The repairs are the result of a flare-up of hostilities between Russia and Ukraine, which have been at war since 2022 over the annexation of Crimea and the separatist conflict in eastern Ukraine.

Both sides have targeted each other’s energy infrastructure in strikes designed to disrupt supply lines and logistics and to demoralize their opponent.

On Jan. 21, a fire broke out at a huge Baltic Sea fuel export terminal at Ust-luga, as well as a nearby fuel-producing complex, after what Ukrainian media said was a drone attack.

The terminal, operated by Russian energy giant Novatek, is a key hub for exporting naphtha, a refined product used to make gasoline and petrochemicals.

Russia will likely cut exports of naphtha by some 127,500-136,000 barrels per day, or around a third of its total exports, according to traders and LSEG ship-tracking data.

A week later, another fire, believed to be caused by a technical incident, halted a unit at NORSI, the country’s fourth largest refinery, located near the city of Nizhny Novgorod.

The refinery, owned by Russia’s second-largest oil producer Lukoil, produces gasoline, diesel, jet fuel and other products for domestic and export markets.

Russian Deputy Prime Minister Alexander Novak said on Jan. 27 that repair work would take a month or a month and a half.

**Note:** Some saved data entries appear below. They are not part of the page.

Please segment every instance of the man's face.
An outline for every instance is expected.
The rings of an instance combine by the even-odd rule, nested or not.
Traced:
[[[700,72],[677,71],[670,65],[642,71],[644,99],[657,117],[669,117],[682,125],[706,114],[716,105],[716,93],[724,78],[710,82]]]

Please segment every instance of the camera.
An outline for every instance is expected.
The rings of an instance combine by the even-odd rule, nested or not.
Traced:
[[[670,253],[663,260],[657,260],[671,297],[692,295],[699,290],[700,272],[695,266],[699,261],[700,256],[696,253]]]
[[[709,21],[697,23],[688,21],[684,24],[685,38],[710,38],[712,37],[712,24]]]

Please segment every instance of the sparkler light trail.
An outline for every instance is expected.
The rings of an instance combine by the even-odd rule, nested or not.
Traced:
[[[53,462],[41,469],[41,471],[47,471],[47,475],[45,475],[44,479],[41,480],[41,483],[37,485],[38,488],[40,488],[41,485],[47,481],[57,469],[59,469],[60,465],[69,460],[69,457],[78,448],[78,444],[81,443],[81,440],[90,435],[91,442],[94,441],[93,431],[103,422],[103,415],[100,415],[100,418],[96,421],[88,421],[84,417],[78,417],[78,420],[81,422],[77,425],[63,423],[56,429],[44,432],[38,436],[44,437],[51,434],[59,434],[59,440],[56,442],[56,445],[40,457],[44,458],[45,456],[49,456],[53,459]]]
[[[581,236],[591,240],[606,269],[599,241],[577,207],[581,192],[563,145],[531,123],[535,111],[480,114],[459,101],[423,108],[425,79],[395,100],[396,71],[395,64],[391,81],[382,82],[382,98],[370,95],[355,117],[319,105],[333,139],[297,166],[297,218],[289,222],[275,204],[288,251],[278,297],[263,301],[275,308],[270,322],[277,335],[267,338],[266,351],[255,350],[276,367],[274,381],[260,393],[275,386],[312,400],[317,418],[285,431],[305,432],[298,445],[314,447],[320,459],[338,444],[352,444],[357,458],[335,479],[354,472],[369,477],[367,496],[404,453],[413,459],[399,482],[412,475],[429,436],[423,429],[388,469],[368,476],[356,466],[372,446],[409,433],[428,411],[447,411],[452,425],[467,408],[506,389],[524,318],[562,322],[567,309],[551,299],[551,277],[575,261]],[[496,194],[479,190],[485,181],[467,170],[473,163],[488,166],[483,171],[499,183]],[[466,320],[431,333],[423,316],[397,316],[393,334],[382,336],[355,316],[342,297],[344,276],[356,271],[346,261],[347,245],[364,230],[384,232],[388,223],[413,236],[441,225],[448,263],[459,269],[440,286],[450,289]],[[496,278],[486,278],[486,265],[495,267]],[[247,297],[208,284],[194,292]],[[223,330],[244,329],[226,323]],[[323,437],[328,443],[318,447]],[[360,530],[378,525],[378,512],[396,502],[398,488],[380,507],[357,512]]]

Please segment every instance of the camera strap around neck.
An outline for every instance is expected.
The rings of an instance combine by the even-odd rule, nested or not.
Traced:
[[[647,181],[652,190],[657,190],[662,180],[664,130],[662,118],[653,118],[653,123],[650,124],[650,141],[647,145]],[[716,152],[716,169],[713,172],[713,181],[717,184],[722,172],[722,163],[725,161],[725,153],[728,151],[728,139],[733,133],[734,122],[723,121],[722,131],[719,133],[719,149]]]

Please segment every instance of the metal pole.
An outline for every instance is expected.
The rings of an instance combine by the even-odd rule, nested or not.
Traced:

A Boost for Domestic Supply

The ministry also said on Wednesday that major Russian oil companies had boosted gasoline production, which resulted in an increase of gasoline supplies to the domestic market in the first 25 days of January by 7%, or 150,000 metric tons, year-on-year, and diesel supplies by almost 17%, or 490,000 tons.

The country’s inventories for ensuring stable supply of the domestic market amount to 1.9 million tons for gasoline and 3.9 million tons for diesel fuel, up 16% and 7% from January 2023, it said.

The ministry said it was monitoring the situation closely and taking measures to prevent any shortages or price spikes in the domestic market.

It also said it was in constant contact with its OPEC+ partners and other major oil producers to coordinate actions to stabilize the global energy market.

Hope for Peace

The export cuts and refinery outages have added to the pressure on the energy sector, which is already facing challenges from the transition to cleaner sources of energy and the impact of climate change.

But they have also highlighted the need for a peaceful resolution of the conflict between Russia and Ukraine, which has claimed thousands of lives and displaced millions of people.

The international community has been calling for a ceasefire and a diplomatic dialogue to end the violence and restore stability in the region.

The United Nations, the European Union, the United States and other countries have also offered humanitarian aid and economic assistance to the affected populations.

Some analysts have suggested that the energy crisis could provide an incentive for both sides to seek a compromise and avoid further escalation.

They have also expressed hope that the recent talks between the leaders of Russia and the United States, as well as the involvement of other regional powers, could pave the way for a lasting peace.